- French theatrical release poster
- Directed by: Juan Diego Solanas
- Written by: Juan Diego Solanas
- Produced by: Claude Léger Dimitri Rassam Aton Soumache Jonathan Vanger Alexis Vonarb
- Starring: Jim Sturgess Kirsten Dunst
- Cinematography: Pierre Gill
- Edited by: Dominique Fortin Paul Jutras
- Music by: Benoît Charest Sigur Rós
- Production companies: Onyx Films Studio 37
- Distributed by: Warner Bros. Pictures (France) Les Films Séville (Canada)
- Release dates: 22 August 2012 (Kazakhstan); 31 August 2012 (Canada); 17 April 2013 (France);
- Running time: 108 minutes
- Countries: France Canada
- Language: English
- Budget: $50 million
- Box office: $22 million

= Upside Down (2012 film) =

2012 film by Juan Diego Solanas

Upside Down (French: Un monde à l'envers) is a 2012 romantic science fantasy film written and directed by Juan Diego Solanas and starring Jim Sturgess, Kirsten Dunst and Timothy Spall.

==Plot==
Adam's two-planet home world has "dual gravity", allowing the two planets to orbit each other in extremely close proximity. Three immutable laws of gravity exist for this two-planet system:
1. All matter is only pulled by the gravity of the world that it comes from.
2. An object's weight can be offset using matter from the opposite world (inverse matter).
3. After a few hours of contact, matter in contact with inverse matter burns.

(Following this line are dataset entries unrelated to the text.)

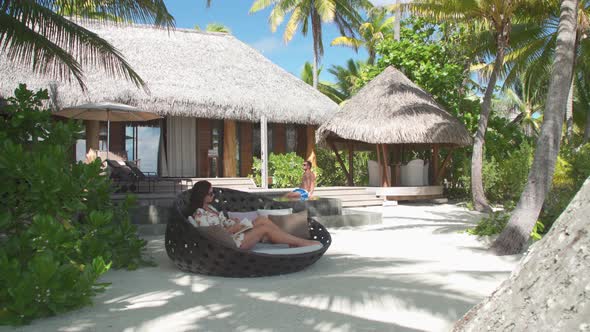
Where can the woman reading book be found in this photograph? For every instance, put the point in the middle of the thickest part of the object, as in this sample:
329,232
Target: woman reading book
244,234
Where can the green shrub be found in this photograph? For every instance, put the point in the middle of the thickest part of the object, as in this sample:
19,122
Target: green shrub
571,170
59,230
333,175
494,224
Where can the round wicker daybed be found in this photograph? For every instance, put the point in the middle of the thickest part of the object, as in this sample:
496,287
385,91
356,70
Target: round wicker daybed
195,251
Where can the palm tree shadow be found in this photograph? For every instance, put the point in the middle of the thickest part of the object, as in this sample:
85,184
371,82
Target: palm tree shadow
339,292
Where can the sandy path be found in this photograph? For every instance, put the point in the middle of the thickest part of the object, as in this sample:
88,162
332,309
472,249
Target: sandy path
414,272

The two societies are segregated by law. While the upper world (Up Top) is rich and prosperous, the lower (Down Below) is poor. Up Top buys cheap oil from Down Below and sells electricity back to Down Below at higher prices. Contact between Down Below people and Up Top ones is forbidden, punishable by incarceration or death. People from Up Top regularly go Down Below to experience novelties like dancing on ceilings. The only official physical connection linking the two worlds is "Trans-world" company headquarters.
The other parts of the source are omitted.